The US space agency launched the contest in a bid to solve the problem of what travellers should eat on deep space missions.

The 300 million mile trek to Mars would take about seven months one-way with no apparent source of food on the planet when spacecraft touch down – with an identical epic journey home to follow.

Ralph Fritsche, NASA's senior project manager for space crop production, said: "Currently the pre-packaged food that we use on the International Space Station has a shelf life of a year and a half.

"We don’t have a food system at this point in time that can really handle a mission to Mars.''

Planned longer missions to the Moon would present a similar problem.

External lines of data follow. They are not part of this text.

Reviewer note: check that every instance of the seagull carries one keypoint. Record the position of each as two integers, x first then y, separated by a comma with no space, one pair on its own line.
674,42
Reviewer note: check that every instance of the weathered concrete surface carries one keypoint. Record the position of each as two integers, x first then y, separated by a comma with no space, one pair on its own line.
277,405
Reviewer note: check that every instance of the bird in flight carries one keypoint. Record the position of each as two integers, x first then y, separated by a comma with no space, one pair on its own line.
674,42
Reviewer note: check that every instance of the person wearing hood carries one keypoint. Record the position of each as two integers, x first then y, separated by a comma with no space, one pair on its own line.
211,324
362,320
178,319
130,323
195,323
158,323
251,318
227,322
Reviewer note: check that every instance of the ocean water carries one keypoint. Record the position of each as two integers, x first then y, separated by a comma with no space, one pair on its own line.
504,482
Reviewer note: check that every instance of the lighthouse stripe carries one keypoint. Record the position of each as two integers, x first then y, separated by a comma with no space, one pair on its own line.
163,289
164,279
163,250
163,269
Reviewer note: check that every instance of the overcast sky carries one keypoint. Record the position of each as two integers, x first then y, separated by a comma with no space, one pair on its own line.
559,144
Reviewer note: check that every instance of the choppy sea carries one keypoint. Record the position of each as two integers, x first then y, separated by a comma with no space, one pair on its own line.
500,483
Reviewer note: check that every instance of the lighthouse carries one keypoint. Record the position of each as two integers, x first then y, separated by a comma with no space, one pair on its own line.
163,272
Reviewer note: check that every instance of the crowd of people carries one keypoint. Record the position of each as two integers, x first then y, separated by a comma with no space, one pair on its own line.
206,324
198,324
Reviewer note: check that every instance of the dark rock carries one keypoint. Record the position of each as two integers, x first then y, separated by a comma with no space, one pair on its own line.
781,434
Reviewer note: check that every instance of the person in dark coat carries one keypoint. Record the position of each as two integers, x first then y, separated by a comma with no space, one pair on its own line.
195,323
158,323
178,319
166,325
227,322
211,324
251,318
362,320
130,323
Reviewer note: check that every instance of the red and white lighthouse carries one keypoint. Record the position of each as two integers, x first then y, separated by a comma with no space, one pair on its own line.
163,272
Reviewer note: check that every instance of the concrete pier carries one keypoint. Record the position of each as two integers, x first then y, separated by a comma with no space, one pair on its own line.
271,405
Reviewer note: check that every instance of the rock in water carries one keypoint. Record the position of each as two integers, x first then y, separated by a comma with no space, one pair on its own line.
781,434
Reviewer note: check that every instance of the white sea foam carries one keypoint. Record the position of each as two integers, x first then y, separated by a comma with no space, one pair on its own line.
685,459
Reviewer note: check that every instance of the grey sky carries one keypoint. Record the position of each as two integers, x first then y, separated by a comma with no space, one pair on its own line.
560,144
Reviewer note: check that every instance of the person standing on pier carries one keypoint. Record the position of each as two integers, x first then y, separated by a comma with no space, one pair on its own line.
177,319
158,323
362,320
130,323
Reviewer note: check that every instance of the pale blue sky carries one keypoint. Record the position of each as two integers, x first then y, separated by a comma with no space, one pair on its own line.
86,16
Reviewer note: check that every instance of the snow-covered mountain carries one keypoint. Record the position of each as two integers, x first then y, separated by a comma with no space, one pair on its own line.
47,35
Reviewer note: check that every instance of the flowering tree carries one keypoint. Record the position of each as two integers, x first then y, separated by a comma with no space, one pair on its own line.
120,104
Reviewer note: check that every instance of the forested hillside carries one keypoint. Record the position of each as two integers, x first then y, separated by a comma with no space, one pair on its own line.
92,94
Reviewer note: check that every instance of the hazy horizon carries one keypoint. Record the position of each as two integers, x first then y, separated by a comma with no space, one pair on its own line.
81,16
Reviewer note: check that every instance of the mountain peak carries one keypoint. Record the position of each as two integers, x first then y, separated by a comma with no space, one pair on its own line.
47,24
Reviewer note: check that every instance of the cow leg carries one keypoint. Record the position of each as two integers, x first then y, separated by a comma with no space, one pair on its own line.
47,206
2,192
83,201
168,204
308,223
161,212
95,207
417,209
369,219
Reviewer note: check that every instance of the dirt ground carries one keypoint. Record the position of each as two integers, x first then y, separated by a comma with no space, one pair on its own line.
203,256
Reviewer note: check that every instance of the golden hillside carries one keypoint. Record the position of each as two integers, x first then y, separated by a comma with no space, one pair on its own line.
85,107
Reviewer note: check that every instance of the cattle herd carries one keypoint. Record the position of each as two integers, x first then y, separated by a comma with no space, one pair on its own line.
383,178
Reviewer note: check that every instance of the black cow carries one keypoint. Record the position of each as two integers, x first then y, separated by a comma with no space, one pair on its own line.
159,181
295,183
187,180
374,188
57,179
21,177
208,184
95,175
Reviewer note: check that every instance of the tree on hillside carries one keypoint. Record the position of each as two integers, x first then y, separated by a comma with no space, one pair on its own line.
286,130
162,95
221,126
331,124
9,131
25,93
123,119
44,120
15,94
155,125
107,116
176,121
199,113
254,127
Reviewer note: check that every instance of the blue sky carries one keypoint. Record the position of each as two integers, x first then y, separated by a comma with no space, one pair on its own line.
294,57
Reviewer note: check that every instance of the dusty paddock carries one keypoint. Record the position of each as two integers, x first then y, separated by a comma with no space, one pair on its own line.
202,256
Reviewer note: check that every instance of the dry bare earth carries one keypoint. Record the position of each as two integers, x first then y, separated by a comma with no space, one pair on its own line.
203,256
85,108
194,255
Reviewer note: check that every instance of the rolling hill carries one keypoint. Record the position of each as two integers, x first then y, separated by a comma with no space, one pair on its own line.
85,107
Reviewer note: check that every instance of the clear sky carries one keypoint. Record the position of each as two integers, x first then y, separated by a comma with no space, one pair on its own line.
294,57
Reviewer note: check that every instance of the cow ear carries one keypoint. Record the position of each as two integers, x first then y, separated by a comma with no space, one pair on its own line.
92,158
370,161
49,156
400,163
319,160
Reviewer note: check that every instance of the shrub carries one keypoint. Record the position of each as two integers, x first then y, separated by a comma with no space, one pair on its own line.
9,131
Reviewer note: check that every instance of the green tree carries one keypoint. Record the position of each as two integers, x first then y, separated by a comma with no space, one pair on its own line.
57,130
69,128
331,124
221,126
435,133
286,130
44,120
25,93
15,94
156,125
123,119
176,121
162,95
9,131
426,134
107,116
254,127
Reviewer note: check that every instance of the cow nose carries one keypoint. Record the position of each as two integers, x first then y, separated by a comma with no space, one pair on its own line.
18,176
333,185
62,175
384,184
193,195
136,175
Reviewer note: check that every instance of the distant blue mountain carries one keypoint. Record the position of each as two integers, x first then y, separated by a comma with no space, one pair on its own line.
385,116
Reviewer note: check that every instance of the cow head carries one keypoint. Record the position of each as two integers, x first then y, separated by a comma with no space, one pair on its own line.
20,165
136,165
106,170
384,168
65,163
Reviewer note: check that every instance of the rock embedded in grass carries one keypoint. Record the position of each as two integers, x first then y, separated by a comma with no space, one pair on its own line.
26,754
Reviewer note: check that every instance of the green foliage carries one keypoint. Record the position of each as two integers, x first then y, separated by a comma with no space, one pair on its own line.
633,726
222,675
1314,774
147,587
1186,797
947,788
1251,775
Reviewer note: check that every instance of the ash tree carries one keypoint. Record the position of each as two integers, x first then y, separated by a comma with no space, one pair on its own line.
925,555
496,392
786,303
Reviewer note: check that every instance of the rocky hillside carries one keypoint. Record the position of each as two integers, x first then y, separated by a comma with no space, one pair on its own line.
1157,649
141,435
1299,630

NASA launched the Deep Space Food Challenge two years ago to find novel ways to develop sustainable foods for future missions.

Around 200 entries have been whittled down to 11 which have been handed funding.

They had to produce systems that could operate for three years and feed a crew of four on a prospective space mission.

New York-based Air Company designed a system that could use the carbon dioxide expelled by astronauts in space to produce alcohol which can then be used to grow edible food.

It already develops alcohols from CO2 for plane fuel and perfume.

Co-founder Stafford Sheehan said: "It’s making food out of air.

"It sounds like magic but when you see it actually operating it’s much more simple.

"We’re taking CO2, combining it with water and electricity, and making proteins.''

The process produces alcohol that can then be fed to yeast producing "something that’s edible".

For the competition they made a protein shake which "actually tastes pretty good", Sheehan said.

For astronauts in space the system would ferment continuously to supply food.

"Whenever you feel like you want a space protein shake, you make one from this yeast that’s growing,'' Sheehan added.

Florida-based Interstellar Lab produced toaster-size capsules with their own humidity, temperature, and watering system that will allow insects such as black soldier flies – often cited as a promising protein source – to be grown on a space trip.

Chief executive officer Barbara Belvisi said: "You can grow mushrooms, insects, and micro-greens at the same time.''

Swedish firm Mycorena produced a type of protein from the fermentation of fungus to replace animal or plant-based grub.

Though it does not taste of much Kristina Karlsson, the company’s head of research and development, said it was 60% protein, rich in fibre, vitamins, and nutrients, low in fats and sugars and could be combined with spices and flavouring to mimic a range of food including burgers and nuggets.

A module attached to the system 3D-prints the fungus into the desired food style.

"You can pick from a screen and eat a chicken fillet,'' Karlsson added.